SanDisk has announced the world’s smallest 128Gb (16GB) NAND flash memory chip built using a 19nm process, knocking another nanometer off of the world’s current smallest flash memory chip, Micron’s impressive 20nm 128Gb version that was announced in December.
Toshiba teamed up with SanDisk to develop the new memory chip, in a joint effort led by Yan Li, director of memory design at SanDisk’s Milpitas campus. It can store up to 128 billion bits of information on its silicon die that measures just 170mm² and uses SanDisk’s multi-level cell (MLC) NAND chips combined with their own three-bit per cell X3 technology, which allows for read/write of three bits of information in each memory cell.
"At 19-nm, SanDisk is deploying its ninth generation of multi-level cell (MLC) NAND products and fifth generation of X3 technology," the company said in their press release. "This combination of manufacturing and technical expertise helps SanDisk pack more information into each memory cell making it possible to create a smaller, denser NAND flash memory chip."

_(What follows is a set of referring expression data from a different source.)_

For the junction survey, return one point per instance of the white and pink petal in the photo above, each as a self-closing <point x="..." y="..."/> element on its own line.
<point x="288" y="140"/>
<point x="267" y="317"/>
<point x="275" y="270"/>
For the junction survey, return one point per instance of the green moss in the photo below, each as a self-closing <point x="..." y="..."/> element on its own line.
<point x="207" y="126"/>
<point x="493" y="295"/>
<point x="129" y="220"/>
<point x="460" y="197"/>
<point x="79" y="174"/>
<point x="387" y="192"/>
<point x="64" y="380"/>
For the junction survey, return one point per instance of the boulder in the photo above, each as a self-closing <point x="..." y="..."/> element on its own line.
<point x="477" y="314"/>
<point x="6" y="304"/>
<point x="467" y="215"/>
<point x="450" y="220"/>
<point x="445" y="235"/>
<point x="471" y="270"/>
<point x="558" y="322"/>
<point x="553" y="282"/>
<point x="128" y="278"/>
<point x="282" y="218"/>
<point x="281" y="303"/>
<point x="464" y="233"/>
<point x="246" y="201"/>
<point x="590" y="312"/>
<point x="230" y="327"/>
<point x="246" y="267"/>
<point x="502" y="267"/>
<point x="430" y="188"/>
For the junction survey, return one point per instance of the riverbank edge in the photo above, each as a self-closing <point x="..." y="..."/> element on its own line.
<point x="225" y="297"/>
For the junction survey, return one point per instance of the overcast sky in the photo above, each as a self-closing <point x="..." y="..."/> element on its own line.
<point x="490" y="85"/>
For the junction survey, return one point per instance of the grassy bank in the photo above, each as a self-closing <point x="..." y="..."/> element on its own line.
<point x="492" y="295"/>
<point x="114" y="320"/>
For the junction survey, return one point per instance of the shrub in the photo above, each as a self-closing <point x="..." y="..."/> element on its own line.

The 3X technology gives the new memory chip an industry leading 18MB/s write performance when combined with the company’s All-Bit-Lane (ABL) architecture, which allows for reliable simultaneous access to two word lines.
"Building a 128Gb NAND flash memory chip with this level of complexity is an incredible achievement," said Mehrdad Mofidi, vice president, Memory Design. "This innovation allows SanDisk to continue to be a leader in helping our customers deliver smaller, more powerful products capable of doing more at lower cost."
A single 128GB memory module would consist of eight 128Gb (16GB) NAND chips, making it tiny, fast and power efficient for its size and capacity. Micron is already mass producing 128Gb versions on the 20nm process, so the increased competition should help drive prices down as the new memory chips make their way into the latest next generation tech gadgets such as tablets, smartphones and solid state drives.
Also announced is a 19nm 64Gb (8GB) NAND flash memory chip that is compatible with the MicroSD format. SanDisk has begun shipping both chips, with production expected to ramp up to full capacity and mass production very shortly.